From the Ground Up: Debunking Myths About Heart Health and Beef

The Texas Beef Council funds research, education, and marketing efforts to promote beef. Currently, they have a program that reaches out to physicians who see patients with high cholesterol or heart disease to expose them to research that discredits the notion that beef shouldn’t be part of a heart healthy diet. Hawley Poinsett is the senior manager of nutrition with the Texas Beef Council.

“Back in the eighties, there were only six cuts that met the USDA definition for lean. Now there’s thirty-eight, and that’s on purpose, which is a great time for us to talk about how farmers and ranchers care. This is because of changes that they made. It just doesn’t happen overnight. Because of changes in breeding and selection and changes in feeding practices, and then changes in trimming, we’ve been able to really increase the number of cuts.”

Poinsett sites what was believed to be the gold standard research for heart health that spawned something called the Dash Diet.

“Most health professionals have heard of it but they don’t understand it. Unfortunately, in the inception of it, it got translated into eliminate or at least reduce your red meat. It was never the intention of the diet, but it just kind of got transposed that way in headlines. And because of that, there’s a lot of research behind it, physicians, the only thing they may say is, well you have heart disease now, or you have a high chance of it, so I want you cut out the red meat, or only eat it at special occasions. And the research doesn’t support that.”

Poinsett says that The Texas Beef Council funded a large controlled trial, taking that same Dash Diet and replaced the protein source with lean beef daily in different amounts.

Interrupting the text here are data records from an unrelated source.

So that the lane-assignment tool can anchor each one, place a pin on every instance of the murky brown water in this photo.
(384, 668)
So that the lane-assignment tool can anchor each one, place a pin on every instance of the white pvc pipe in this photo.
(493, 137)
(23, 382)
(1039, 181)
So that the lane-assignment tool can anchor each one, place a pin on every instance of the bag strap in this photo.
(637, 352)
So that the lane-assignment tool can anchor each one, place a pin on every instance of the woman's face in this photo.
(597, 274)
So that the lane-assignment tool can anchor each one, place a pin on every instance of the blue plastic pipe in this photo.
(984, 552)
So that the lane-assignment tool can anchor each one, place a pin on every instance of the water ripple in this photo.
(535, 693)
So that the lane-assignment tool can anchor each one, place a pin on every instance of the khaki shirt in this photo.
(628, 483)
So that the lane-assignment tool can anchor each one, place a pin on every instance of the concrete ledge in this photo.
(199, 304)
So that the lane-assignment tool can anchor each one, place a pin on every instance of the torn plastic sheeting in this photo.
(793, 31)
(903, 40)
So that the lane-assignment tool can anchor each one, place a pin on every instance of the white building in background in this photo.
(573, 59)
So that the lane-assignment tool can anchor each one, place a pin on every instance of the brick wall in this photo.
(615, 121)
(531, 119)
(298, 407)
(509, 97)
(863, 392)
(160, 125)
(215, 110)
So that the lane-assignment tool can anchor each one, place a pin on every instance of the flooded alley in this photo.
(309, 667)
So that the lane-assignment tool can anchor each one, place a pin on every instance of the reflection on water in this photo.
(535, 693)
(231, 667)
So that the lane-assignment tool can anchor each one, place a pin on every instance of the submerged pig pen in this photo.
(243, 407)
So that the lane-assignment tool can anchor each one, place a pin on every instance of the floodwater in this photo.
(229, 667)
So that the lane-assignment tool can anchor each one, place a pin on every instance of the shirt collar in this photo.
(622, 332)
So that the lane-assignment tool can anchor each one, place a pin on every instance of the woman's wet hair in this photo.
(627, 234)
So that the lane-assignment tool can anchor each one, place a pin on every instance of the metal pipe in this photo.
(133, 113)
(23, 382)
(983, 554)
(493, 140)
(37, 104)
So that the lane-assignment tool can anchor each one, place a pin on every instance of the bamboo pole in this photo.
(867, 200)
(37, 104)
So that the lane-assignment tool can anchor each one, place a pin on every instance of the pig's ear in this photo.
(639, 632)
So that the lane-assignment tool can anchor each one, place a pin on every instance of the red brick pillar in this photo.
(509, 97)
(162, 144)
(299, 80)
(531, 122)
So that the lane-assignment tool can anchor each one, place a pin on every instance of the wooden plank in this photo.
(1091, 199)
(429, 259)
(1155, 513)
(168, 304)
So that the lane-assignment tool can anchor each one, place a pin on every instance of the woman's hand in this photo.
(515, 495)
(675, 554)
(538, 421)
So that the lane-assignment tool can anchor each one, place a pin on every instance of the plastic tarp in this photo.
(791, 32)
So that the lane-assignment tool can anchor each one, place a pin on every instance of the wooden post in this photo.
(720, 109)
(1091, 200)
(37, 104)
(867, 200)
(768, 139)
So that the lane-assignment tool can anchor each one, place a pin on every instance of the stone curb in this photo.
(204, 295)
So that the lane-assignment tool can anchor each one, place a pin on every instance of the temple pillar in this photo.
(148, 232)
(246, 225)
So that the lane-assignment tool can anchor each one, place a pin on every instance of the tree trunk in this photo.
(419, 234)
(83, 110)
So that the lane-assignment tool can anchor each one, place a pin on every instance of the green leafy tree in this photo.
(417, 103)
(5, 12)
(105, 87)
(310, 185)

“And what they showed was equal reductions in LDL or the bad cholesterol. So that’s great information for us to bring the doctors to say look, we’re here to tell you something your patients can eat. You get to tell them something they can do, not something they can’t do.”

Poinsett points out that doctors can now allow heart patients to choose the protein source that they think tastes the best.

“A leading lipidologist did a research study, and he took all the different research that already existed on chicken and in beef with heart health and said, are there differences? And what he found was that they’re equal in being able to manage heart disease, so it doesn’t have to be just chicken.”